VXLAN Deep Dive

http://www.definethecloud.net/vxlan-deep-dive/

I’ve been spending my free time digging into network virtualization and network overlays.  This is part 1 of a 2 part series, part 2 can be found here: http://www.definethecloud.net/vxlan-deep-divepart-2.  By far the most popular virtualization technique in the data center is VXLAN.  This has as much to do with Cisco and VMware backing the technology as the tech itself.  That being said VXLAN is targeted specifically at the data center and is one of many similar solutions such as: NVGRE and STT.)  VXLAN’s goal is allowing dynamic large scale isolated virtual L2 networks to be created for virtualized and multi-tenant environments.  It does this by encapsulating frames in VXLAN packets.  The standard for VXLAN is under the scope of the IETF NVO3 working group.

The VXLAN encapsulation method is IP based and provides for a virtual L2 network.  With VXLAN the full Ethernet Frame (with the exception of the Frame Check Sequence: FCS) is carried as the payload of a UDP packet.  VXLAN utilizes a 24-bit VXLAN header, shown in the diagram, to identify virtual networks.  This header provides for up to 16 million virtual L2 networks.

Frame encapsulation is done by an entity known as a VXLAN Tunnel Endpoint (VTEP.)  A VTEP has two logical interfaces: an uplink and a downlink.  The uplink is responsible for receiving VXLAN frames and acts as a tunnel endpoint with an IP address used for routing VXLAN encapsulated frames.  These IP addresses are infrastructure addresses and are separate from the tenant IP addressing for the nodes using the VXLAN fabric.  VTEP functionality can be implemented in software such as a virtual switch or in the form a physical switch.
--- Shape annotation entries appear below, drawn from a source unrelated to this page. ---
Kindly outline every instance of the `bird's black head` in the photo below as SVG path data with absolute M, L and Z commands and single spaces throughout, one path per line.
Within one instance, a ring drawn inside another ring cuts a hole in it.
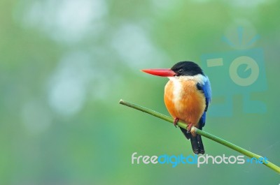
M 178 62 L 171 70 L 176 73 L 176 76 L 204 75 L 202 68 L 197 64 L 189 61 Z

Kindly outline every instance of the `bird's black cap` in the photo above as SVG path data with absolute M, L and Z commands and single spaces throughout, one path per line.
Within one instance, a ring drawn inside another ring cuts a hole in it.
M 199 74 L 204 75 L 203 71 L 200 67 L 200 66 L 198 66 L 195 62 L 190 61 L 178 62 L 174 66 L 173 66 L 171 70 L 174 71 L 176 73 L 177 76 L 193 76 Z

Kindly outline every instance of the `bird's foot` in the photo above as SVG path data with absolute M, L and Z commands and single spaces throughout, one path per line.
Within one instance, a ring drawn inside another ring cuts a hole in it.
M 192 128 L 192 124 L 189 124 L 187 126 L 187 133 L 190 133 L 190 129 Z
M 178 121 L 179 121 L 179 119 L 178 119 L 178 118 L 177 118 L 177 117 L 174 119 L 174 121 L 173 121 L 173 124 L 174 124 L 174 126 L 175 126 L 176 128 L 178 127 L 177 124 L 178 124 Z

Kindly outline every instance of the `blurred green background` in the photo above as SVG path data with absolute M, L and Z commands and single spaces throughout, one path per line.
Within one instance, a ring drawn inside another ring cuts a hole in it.
M 167 79 L 139 70 L 201 64 L 202 54 L 236 51 L 221 38 L 235 42 L 242 27 L 244 38 L 260 36 L 247 49 L 264 52 L 267 88 L 251 96 L 266 111 L 243 112 L 242 96 L 234 95 L 232 115 L 210 112 L 204 129 L 280 165 L 279 6 L 275 0 L 1 0 L 0 184 L 278 184 L 279 175 L 262 165 L 132 165 L 135 151 L 192 153 L 179 129 L 118 101 L 168 114 Z M 209 155 L 239 154 L 204 142 Z

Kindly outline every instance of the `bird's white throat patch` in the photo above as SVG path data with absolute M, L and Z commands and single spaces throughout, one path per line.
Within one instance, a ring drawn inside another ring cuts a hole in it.
M 187 81 L 187 80 L 193 80 L 197 83 L 201 84 L 204 84 L 206 81 L 206 77 L 201 74 L 198 74 L 194 76 L 174 76 L 174 77 L 169 77 L 170 80 L 172 80 L 174 83 Z

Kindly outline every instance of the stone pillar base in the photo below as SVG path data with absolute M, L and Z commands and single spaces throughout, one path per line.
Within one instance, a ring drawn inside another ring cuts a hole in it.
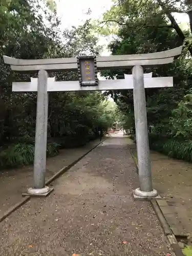
M 54 188 L 50 188 L 47 186 L 45 186 L 43 188 L 33 188 L 33 187 L 30 187 L 27 193 L 23 193 L 22 196 L 25 197 L 26 196 L 30 196 L 31 197 L 47 197 L 49 195 L 53 190 Z
M 135 199 L 142 200 L 151 199 L 152 198 L 161 198 L 156 189 L 146 192 L 141 190 L 139 187 L 133 190 L 133 197 Z

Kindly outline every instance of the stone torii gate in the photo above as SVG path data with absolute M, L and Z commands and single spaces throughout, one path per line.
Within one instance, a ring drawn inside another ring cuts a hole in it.
M 45 186 L 48 112 L 48 92 L 107 91 L 134 89 L 135 119 L 140 187 L 133 191 L 135 198 L 152 198 L 158 196 L 153 189 L 148 144 L 144 88 L 173 86 L 173 78 L 152 77 L 144 74 L 142 67 L 171 63 L 180 55 L 182 46 L 161 52 L 108 57 L 80 56 L 48 59 L 26 60 L 4 56 L 6 63 L 13 71 L 38 71 L 38 78 L 31 82 L 13 82 L 13 92 L 37 92 L 37 114 L 34 162 L 34 184 L 27 193 L 34 196 L 46 196 L 53 189 Z M 132 68 L 132 75 L 124 79 L 99 80 L 97 69 L 101 70 Z M 47 71 L 78 71 L 79 81 L 56 81 L 48 78 Z

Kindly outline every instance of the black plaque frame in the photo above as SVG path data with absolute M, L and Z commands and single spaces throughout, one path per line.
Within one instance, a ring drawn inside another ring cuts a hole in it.
M 94 81 L 83 81 L 81 72 L 80 61 L 81 60 L 93 60 L 94 63 Z M 92 86 L 98 85 L 98 79 L 97 77 L 97 67 L 96 56 L 79 56 L 77 57 L 78 74 L 79 82 L 80 86 Z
VXLAN frames are sent to the IP address assigned to the destination VTEP; this IP is placed in the Outer IP DA.  The IP of the VTEP sending the frame resides in the Outer IP SA.  Packets received on the uplink are mapped from the VXLAN ID to a VLAN and the Ethernet frame payload is sent as an 802.1Q Ethernet frame on the downlink.  During this process the inner MAC SA and VXLAN ID is learned in a local table.  Packets received on the downlink are mapped to a VXLAN ID using the VLAN of the frame.  A lookup is then performed within the VTEP L2 table using the VXLAN ID and destination MAC; this lookup provides the IP address of the destination VTEP.  The frame is then encapsulated and sent out the uplink interface.

Using the diagram above for reference a frame entering the downlink on VLAN 100 with a destination MAC of 11:11:11:11:11:11 will be encapsulated in a VXLAN packet with an outer destination address of 10.1.1.1.  The outer source address will be the IP of this VTEP (not shown) and the VXLAN ID will be 1001.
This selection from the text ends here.